393 邪神テスカトリポカ
どす黒い気体の抜けた呪い師は、その場で力を失い苦しみながら頭を抱えていた。
ボク達は今のうちにまた攻撃されない前に呪い師を倒そうと剣を構えた。
しかし、ボク達の前に巨大な髑髏の邪神が上空から現れ、その口から長い舌が飛び出してきた。
いや、舌に見えたのは赤と黒の毒々しい色の大蛇だった。
大蛇は大きな口を開け、呪い師を頭から丸呑みして再び巨大髑髏の中に納まった。
そして再び上空に舞い上がった巨大髑髏が大きく口を開けた。
「ケカカカカカカカカッ!」
邪神が不気味な笑いをあげている。
「コイツが……邪神!」
「こいつは禍々しい妖気の塊じゃ。皆の者、油断するではないぞ!」
ボク達が上空の巨大髑髏を見ていると、不気味な声が聞こえてきた。
「我に贄を捧げよ。もっと多くの血を満たせ」
「黙れ邪神! 貴様が邪神サマエルか!?」
ホームさんの叫びに邪神が答えた。
「ケカカカカカカッ。そう名乗ったこともあるな。キサマその名前をどこで聞いた?」
「黙れ! お前に話すことは無い! 失せろ、この邪神め!」
「ケカカカカカ、元気なのは良いが、我を見くびらない方が良いぞ」
「何だと!」
そう言うと邪神は巨大髑髏から何匹もの蛇を出した。
眼窩の凹みや、口から大蛇が何匹も姿を見せた。
ボク達はその大蛇を剣で次々と斬り払った。
「ケカカカカカ、やるではないか。強くなくては我の生贄にはふさわしくない。我は強者を噛み砕くことを至福の喜びとするのだ」
邪神はボク達を空から見下ろしていた。
「のう、貴様は人と話す時は相手の目線に合わせろと習った事は無いのか!?」
アンさんが巨大竜巻を巻き起こし、邪神の髑髏を包み込んだ。
古代兵器タルカスの巨体すら上空に舞い上げたアンさんの竜巻を喰らったらひとたまりもないだろう。
だが、邪神は大きく口を開くと、その竜巻を全て呑み込んだ。
「何という不快な風だ。清い風すぎて気分が悪くなるわ!」
「黙れ妖、その頭蓋を叩き割ってやろうか!」
「ケカカカカカ、異国の神よ、我に喧嘩を売らぬ方が良いぞ」
そう言うと邪神の髑髏の目が光った。
この光線はタルカスのものと同じか!?
邪神の目から放たれた光線は辺りを一瞬で焼き切った。
ボク達はそれをとっさの判断で避けた。
みんなが冒険者としてレベルアップしていなければ、アンさん以外全員が一瞬で全滅していたかもしれない。
「これは、タルカスのものと同じ光線」
「ケカカカカカ、あの鉄くずか、我をあんなものと一緒にされては困る。我は『テスカトリポカ』この地に古くより存在する神だ」
どうやら古代兵器タルカスは、この邪神を信仰していた古代の住民達が作った物だったようだ。

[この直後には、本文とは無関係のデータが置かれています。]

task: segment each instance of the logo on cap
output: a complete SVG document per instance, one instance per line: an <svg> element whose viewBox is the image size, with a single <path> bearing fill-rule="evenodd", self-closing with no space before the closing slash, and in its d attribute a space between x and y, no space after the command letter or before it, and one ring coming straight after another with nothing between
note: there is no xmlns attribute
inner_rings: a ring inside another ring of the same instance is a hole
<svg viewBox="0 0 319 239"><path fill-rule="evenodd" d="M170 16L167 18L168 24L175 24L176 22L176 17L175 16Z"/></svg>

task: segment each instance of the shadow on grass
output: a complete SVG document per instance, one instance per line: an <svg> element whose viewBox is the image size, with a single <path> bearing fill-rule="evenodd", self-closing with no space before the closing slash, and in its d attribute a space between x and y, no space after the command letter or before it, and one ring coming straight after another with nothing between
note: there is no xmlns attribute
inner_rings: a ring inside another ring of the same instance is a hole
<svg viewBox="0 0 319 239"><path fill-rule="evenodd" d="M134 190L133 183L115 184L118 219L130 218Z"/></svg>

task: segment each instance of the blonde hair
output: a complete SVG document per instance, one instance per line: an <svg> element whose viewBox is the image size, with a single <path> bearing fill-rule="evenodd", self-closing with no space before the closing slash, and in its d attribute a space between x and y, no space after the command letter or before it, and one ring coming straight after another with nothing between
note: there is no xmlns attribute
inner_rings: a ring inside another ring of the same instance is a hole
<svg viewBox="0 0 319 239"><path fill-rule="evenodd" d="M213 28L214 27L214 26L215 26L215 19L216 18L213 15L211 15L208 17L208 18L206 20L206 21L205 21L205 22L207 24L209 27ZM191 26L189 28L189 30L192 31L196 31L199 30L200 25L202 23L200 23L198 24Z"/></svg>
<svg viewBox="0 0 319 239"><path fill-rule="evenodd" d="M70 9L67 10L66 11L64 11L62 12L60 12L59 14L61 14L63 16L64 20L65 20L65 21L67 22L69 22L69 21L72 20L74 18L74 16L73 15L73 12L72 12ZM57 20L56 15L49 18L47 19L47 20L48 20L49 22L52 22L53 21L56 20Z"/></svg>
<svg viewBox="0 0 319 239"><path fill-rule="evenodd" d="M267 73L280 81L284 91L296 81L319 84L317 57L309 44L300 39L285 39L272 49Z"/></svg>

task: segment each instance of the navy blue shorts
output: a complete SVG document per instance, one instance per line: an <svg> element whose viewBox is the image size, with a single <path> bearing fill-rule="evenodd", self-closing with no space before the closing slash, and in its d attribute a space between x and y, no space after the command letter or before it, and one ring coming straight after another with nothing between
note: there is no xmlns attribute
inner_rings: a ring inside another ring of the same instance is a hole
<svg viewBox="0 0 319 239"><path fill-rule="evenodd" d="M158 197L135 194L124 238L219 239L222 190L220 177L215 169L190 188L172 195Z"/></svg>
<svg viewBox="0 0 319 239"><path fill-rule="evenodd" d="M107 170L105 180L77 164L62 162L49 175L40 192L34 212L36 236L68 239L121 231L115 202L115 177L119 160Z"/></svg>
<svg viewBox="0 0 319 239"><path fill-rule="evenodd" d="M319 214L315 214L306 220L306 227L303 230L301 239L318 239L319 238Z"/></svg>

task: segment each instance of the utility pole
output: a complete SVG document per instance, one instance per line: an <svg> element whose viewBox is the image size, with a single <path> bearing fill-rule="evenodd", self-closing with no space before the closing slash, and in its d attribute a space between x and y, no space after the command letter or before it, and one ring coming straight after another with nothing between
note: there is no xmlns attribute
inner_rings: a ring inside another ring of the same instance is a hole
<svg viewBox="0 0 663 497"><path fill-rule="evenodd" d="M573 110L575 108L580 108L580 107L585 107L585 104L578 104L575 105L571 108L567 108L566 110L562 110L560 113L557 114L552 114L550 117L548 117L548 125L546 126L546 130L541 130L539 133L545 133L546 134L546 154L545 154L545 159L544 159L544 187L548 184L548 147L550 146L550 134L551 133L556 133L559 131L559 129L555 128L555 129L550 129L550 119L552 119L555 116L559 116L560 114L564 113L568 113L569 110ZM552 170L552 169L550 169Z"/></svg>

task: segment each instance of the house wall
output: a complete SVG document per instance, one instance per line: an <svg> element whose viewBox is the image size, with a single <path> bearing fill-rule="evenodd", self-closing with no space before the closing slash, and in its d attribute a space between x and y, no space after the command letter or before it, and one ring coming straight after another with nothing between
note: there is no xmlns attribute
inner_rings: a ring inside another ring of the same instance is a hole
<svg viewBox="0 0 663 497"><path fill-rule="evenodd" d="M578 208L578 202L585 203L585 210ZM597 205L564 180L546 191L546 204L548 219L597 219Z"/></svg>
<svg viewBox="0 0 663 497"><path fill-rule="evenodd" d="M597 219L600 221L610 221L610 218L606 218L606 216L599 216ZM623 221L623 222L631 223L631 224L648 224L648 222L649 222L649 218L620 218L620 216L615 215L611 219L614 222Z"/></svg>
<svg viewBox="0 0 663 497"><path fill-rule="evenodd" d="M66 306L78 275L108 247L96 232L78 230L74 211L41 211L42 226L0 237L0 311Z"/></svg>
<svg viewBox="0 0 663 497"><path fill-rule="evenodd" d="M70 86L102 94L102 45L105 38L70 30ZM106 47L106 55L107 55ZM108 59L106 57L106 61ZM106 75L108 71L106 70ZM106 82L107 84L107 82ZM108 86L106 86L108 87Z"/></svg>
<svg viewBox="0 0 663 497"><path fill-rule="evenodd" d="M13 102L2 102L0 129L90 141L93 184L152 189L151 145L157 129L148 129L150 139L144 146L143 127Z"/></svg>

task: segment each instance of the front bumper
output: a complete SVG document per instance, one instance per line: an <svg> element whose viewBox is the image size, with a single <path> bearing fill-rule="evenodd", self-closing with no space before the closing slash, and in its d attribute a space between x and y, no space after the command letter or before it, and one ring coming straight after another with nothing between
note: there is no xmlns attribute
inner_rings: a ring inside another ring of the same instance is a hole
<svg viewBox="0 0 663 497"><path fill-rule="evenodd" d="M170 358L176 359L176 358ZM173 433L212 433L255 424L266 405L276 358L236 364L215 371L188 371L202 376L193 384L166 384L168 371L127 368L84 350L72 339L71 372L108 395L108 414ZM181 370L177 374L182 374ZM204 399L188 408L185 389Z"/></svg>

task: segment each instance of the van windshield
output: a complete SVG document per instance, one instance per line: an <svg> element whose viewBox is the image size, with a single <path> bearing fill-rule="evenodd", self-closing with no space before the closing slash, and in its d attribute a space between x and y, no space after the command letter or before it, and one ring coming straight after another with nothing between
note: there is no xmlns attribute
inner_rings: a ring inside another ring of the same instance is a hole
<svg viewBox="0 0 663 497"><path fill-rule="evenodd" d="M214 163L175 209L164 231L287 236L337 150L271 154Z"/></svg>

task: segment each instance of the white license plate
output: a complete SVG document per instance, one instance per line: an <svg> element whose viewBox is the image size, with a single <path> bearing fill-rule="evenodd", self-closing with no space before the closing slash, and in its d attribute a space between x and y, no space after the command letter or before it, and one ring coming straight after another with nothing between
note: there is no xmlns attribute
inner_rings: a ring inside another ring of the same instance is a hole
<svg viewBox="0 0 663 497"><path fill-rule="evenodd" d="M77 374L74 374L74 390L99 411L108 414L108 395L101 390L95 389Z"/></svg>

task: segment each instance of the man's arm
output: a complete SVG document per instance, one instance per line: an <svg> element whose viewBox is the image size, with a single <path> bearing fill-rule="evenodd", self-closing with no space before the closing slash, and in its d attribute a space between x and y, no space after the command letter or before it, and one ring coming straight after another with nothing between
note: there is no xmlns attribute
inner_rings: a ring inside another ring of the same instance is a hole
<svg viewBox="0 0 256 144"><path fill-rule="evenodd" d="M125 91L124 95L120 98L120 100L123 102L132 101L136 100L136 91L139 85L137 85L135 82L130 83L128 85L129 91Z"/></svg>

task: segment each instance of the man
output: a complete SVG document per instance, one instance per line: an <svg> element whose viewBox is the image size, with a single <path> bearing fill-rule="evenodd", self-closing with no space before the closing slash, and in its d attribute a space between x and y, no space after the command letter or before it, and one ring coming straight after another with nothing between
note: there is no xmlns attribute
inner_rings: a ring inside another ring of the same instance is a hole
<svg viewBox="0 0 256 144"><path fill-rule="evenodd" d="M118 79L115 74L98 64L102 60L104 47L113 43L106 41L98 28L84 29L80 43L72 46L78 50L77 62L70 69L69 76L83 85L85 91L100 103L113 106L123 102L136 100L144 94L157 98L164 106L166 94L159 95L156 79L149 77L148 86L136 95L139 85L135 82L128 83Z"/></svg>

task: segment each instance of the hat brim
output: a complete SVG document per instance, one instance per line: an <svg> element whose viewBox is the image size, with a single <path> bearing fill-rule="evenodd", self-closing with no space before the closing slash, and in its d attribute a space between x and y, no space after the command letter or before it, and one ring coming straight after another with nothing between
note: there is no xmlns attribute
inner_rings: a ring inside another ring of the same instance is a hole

「強者よ、我の贄となれ。我は強き者の地肉を食らい、更なる神へと至るのだ!」
「ふざけるな! お前なんかに食われてたまるか!」
「神に喧嘩を売るとは、面白い奴らだ。我の恐ろしさを思い知り、絶望と恐怖の中で噛み砕かれるがいい!」
邪神はそう言うと巨大髑髏の姿から姿を変えた。
巨大髑髏だったものは、縄のようにほどけ、その一部が巨大な翼のある蛇の姿に変わった。
「さあ、生贄となる時間だ。我を楽しませよ」
邪神テスカトリポカ、髑髏の頭の翼を持った大蛇はボク達の前にその巨体を現した。
「みんな! いくよっ!」
「オウッ!」
「了解ですっ!!」
「さて、戦闘開始かのう」
そして……ボク達と邪神テスカトリポカの戦いが始まった。
「食らってやる、頭からバリバリとなァ!」
大蛇がボクに襲いかかった。
ボクがそれを避けると、大蛇は後ろにあった木を一瞬で噛み砕いた。
砕かれた木は毒が回り、一瞬でドロドロに溶けてしまった。
なんという敵だ。
この邪神テスカトリポカは毒を持っている。
正攻法で戦って勝てる相手ではない、ボクはコイツと戦う方法を考えた。